Keywords

home healthcare, natural language processing, nursing informatics, risk prediction, text mining

 

Authors

  1. Topaz, Maxim
  2. Woo, Kyungmi
  3. Ryvicker, Miriam
  4. Zolnoori, Maryam
  5. Cato, Kenrick

Abstract

Background: About 30% of home healthcare patients are hospitalized or visit an emergency department (ED) during a home healthcare (HHC) episode. Novel data science methods are increasingly used to improve identification of patients at risk for negative outcomes.

 

Objectives: The aim of the study was to identify patients at heightened risk hospitalization or ED visits using HHC narrative data (clinical notes).

 

Methods: This study used a large database of HHC visit notes (n = 727,676) documented for 112,237 HHC episodes (89,459 unique patients) by clinicians of the largest nonprofit HHC agency in the United States. Text mining and machine learning algorithms (Naive Bayes, decision tree, random forest) were implemented to predict patient hospitalization or ED visits using the content of clinical notes.
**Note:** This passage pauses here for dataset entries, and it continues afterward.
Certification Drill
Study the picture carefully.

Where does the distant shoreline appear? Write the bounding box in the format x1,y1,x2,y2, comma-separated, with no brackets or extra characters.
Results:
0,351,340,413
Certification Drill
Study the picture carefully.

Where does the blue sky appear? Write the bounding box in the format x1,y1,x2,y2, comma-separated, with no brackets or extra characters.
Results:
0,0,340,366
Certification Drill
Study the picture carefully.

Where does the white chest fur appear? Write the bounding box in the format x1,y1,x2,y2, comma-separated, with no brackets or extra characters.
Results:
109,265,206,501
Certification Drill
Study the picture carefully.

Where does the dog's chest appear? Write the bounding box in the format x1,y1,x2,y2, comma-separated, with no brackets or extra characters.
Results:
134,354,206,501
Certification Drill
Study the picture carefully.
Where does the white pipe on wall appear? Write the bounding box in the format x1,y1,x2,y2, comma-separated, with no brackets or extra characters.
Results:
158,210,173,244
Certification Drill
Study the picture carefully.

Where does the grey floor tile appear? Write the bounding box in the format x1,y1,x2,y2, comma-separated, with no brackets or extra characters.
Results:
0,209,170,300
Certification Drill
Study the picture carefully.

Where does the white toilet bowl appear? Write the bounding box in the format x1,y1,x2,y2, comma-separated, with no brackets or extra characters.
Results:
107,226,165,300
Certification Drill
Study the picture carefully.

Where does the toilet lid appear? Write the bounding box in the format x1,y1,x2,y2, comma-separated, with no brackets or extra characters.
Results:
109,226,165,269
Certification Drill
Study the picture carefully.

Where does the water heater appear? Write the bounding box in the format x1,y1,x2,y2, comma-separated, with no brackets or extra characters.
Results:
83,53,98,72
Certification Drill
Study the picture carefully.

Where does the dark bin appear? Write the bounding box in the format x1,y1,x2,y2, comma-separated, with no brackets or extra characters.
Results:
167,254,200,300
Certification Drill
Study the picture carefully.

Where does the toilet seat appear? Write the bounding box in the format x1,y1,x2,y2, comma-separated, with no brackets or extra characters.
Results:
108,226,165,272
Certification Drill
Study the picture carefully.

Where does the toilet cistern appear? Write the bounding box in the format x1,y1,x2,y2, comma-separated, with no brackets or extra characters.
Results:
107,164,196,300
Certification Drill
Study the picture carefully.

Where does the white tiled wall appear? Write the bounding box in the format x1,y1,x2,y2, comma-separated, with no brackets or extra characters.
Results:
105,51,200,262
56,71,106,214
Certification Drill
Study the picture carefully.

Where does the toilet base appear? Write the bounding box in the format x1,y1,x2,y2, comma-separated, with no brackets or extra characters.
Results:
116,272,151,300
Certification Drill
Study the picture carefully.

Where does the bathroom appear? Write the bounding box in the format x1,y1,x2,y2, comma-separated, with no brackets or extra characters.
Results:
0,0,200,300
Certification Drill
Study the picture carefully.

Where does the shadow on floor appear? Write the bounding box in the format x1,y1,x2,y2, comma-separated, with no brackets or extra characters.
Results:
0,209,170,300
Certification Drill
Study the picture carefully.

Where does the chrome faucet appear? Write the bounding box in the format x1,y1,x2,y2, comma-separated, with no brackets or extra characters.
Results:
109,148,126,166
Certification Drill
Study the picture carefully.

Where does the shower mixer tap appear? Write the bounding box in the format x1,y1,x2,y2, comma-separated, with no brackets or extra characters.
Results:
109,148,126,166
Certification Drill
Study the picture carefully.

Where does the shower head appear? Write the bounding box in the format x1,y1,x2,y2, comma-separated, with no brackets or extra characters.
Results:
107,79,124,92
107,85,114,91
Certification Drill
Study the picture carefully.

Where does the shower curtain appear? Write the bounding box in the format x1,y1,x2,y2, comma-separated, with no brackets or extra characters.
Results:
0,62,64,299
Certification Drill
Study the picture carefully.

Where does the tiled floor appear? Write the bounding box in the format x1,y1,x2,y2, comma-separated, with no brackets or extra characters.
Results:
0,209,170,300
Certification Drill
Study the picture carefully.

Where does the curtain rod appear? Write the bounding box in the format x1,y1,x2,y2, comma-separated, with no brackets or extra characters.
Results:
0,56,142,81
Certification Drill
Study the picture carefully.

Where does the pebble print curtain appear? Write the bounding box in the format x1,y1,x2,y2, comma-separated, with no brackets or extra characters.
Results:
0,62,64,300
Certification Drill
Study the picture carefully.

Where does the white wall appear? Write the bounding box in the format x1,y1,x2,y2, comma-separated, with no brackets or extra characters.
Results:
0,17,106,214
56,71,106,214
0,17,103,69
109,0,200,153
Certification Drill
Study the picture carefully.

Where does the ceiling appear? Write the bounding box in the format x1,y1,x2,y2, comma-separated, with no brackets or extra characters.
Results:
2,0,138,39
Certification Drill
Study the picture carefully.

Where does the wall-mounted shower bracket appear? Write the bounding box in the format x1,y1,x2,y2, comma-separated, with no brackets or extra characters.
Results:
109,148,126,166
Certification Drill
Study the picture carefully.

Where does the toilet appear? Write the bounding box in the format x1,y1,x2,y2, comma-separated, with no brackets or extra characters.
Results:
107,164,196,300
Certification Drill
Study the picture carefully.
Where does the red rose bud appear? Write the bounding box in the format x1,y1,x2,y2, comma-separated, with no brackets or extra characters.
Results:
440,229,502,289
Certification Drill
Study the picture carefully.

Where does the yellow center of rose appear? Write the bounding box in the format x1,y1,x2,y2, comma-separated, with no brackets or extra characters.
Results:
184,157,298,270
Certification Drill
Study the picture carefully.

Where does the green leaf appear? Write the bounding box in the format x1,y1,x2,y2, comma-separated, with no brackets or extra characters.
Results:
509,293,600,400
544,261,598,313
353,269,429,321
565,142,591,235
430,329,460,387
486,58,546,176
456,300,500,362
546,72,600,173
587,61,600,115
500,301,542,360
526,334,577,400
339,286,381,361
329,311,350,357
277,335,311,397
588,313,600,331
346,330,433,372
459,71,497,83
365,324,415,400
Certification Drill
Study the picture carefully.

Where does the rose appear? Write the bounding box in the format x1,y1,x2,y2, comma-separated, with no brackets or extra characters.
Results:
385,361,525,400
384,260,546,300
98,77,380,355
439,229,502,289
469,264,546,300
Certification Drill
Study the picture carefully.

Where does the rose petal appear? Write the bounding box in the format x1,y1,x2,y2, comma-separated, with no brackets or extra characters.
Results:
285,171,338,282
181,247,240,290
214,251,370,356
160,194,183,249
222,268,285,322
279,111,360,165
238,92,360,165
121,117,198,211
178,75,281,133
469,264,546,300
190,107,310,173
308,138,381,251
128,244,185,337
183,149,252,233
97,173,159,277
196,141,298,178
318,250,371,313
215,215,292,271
Risk factors associated with hospitalization or ED visits were identified using a feature selection technique (gain ratio attribute evaluation).

 

Results: Best performing text mining method (random forest) achieved good predictive performance. Seven risk factors categories were identified, with clinical factors, coordination/communication, and service use being the most frequent categories.

 

Discussion: This study was the first to explore the potential contribution of HHC clinical notes to identifying patients at risk for hospitalization or an ED visit. Our results suggest that HHC visit notes are highly informative and can contribute significantly to identification of patients at risk. Further studies are needed to explore ways to improve risk prediction by adding more data elements from additional data sources.